というか、読むのに熱中していて、その間の時間を忘れていた。
靴を直しに出かけて、修理が終わるまでスタバでコーヒー飲んでゆっくりしようかなぁと思って読み始めたら止まらなくなったもの。
そんなにボリュームのある作品では実際ないのだけれど、余韻が深かった。
20歳も年上の女性(専門学校の先生)と生徒の恋。
主人公のオレのもがきぐあいが痛いほどに伝わるの。
ああ、男の子もこんな風にもがくんだ。
恋にもがくのって女の子ばかりかと思っていたけれど(って、私が女だからだけどっ。っていうか、私がもがいてばかりだからだけどっ)、そんなことはないんだなぁ。
「人のセックスを笑うな」というタイトル。
一見、タイトルと内容が乖離しているような気がするの。
セックスという言葉をタイトルに持ってくる挑発さというものは何もなくて、どちらかといったら爽やかだし、純粋な気持ちが描かれていて、冬の夜空を見上げているような静かさと切なさ。
全然タイトルのイメージと違うの。
だって、タイトルだけだと、もっと卑猥なというか、もっと下品な描写があるのかしらと思ったわけです。
でも、最初の一文を読んで、この感じだとそれも違いそうかなぁと思って手にとったわけで、実際読み薦めるとタイトルとのイメージが覆された。
タイトルは何を意味してるんだろう?って疑問も浮かんできたり。
でもね、読んでると分かる、そのタイトルの意味が分かる。
これって、年上の女性に対する(経験の少なさとか自分は子供だとかいう)引け目だったり、一生懸命相手を思っているのだからという気持ちだったりするんじゃないかなぁ。

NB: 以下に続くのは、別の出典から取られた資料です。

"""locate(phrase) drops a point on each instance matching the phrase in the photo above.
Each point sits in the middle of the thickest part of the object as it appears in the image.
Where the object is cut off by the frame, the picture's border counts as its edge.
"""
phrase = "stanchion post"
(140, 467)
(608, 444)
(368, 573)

もし神様がベッドを覗くことがあって、誰かがありきたりな動作で自分たちに酔っているのを見たとしても、きっと真剣にやっていることだろうから、笑わないでやって欲しい。
そう、きっと神様がセックスを見たら、人間という動物がありきたりな動作を行っているのに過ぎなくて笑ってしまうのかもしれないけれど、でもそこには愛があったりさまざまな思いがあったりするわけです。
「人のセックスを笑うな」
その言葉に、主人公のまっすぐに相手を思う気持ちが込められているような気がするのよね。
最後の一文が好きで、この一文が余韻を残している。
何かを示唆しているわけでもないし、意味しているわけでもない。
それ単体では意味をなさない一文なのだけれど、前の一行から読み薦めると、胸がしめつけられるのだ。
この小説は好きだなぁ。
恋愛するときの気持ちがまんま描かれている。
久しぶりにいい本に出会ったなぁ。